Due to the low incidence of these hernias, systematizing management is complicated; however, the best time to perform the procedure must be recognized, taking into account that by performing it early, the probability of reinserting the muscles, with the chosen technique, is more likely to be successful. The use of mesh in early reconstructions is limited by contamination of the abdominal cavity in cases of intestinal lesions, leaving the management of these patients for late reconstructions, which is valid and with good results.

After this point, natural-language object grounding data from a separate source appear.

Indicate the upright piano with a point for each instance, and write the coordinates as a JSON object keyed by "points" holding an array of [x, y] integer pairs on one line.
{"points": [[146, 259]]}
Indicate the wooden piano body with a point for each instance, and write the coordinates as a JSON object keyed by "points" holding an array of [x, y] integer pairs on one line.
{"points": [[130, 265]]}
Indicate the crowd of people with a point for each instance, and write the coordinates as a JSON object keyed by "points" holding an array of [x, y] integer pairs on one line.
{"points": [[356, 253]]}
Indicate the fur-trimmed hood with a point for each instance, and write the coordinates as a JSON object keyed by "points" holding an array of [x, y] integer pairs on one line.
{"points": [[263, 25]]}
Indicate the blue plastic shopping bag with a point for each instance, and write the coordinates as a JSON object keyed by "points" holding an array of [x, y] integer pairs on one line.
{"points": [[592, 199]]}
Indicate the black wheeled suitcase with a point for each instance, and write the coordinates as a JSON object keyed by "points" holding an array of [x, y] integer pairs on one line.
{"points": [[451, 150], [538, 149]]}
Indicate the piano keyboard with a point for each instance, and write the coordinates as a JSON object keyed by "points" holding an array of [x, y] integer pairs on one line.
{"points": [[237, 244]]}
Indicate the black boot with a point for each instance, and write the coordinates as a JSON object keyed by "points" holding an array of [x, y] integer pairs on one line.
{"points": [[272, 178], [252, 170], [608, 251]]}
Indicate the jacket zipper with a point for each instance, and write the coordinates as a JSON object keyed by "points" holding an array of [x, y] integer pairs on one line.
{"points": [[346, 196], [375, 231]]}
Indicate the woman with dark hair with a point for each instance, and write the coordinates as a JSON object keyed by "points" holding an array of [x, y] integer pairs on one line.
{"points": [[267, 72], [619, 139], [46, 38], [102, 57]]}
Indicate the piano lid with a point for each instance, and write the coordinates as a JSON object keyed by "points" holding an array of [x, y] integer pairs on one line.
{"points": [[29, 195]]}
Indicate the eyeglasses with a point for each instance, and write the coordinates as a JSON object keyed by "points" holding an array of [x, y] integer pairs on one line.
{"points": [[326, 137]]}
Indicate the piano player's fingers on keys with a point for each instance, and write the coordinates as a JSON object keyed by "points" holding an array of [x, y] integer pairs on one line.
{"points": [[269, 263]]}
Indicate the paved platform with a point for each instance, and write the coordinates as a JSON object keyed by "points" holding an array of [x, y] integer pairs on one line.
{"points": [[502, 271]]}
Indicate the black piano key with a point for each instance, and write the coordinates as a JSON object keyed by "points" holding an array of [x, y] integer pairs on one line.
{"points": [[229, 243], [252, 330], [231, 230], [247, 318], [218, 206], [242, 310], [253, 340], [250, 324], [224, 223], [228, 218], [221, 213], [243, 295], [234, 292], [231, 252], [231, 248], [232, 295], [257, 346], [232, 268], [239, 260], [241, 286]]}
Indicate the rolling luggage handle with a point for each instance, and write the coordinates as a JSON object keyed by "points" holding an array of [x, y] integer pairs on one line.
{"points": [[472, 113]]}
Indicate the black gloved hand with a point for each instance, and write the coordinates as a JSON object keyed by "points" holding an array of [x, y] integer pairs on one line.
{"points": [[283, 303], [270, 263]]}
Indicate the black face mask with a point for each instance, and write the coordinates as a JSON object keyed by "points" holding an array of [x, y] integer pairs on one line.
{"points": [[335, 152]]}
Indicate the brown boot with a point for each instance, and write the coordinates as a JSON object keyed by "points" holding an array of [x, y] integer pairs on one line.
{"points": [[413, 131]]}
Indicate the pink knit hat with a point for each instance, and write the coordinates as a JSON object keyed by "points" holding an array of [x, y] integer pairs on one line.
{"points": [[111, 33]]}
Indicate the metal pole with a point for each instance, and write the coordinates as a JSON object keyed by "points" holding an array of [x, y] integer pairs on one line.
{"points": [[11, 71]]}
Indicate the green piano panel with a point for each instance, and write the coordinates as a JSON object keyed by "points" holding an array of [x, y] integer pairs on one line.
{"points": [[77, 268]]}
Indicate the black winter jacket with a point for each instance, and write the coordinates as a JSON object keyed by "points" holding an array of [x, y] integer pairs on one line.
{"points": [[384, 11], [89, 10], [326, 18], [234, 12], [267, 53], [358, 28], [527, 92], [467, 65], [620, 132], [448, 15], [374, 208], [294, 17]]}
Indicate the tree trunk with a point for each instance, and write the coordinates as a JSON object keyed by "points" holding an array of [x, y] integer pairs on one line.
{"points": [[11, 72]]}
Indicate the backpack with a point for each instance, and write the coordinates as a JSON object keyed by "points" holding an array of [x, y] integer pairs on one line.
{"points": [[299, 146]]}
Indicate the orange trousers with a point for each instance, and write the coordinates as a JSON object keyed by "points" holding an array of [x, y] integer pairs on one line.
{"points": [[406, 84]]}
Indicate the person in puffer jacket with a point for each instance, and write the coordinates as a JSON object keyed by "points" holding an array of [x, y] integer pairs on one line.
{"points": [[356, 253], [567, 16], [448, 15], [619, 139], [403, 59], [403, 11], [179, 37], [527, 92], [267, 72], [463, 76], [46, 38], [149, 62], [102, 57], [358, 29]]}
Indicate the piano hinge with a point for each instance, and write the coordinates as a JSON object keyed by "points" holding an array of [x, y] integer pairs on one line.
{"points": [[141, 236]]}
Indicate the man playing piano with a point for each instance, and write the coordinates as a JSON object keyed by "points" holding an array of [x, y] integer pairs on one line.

The management of this pathology must be individualized and the best option chosen taking into account the injuries caused by the trauma, without fearing to leave the abdominal reconstruction in a second stage in case of presenting other injuries that endanger the patient’s life or compromise the result. A case report is statistically limited, however, the technique is considered innovative since up to now there are no case reports in which an autograft is used to cover the mesh in the reports found in the literature.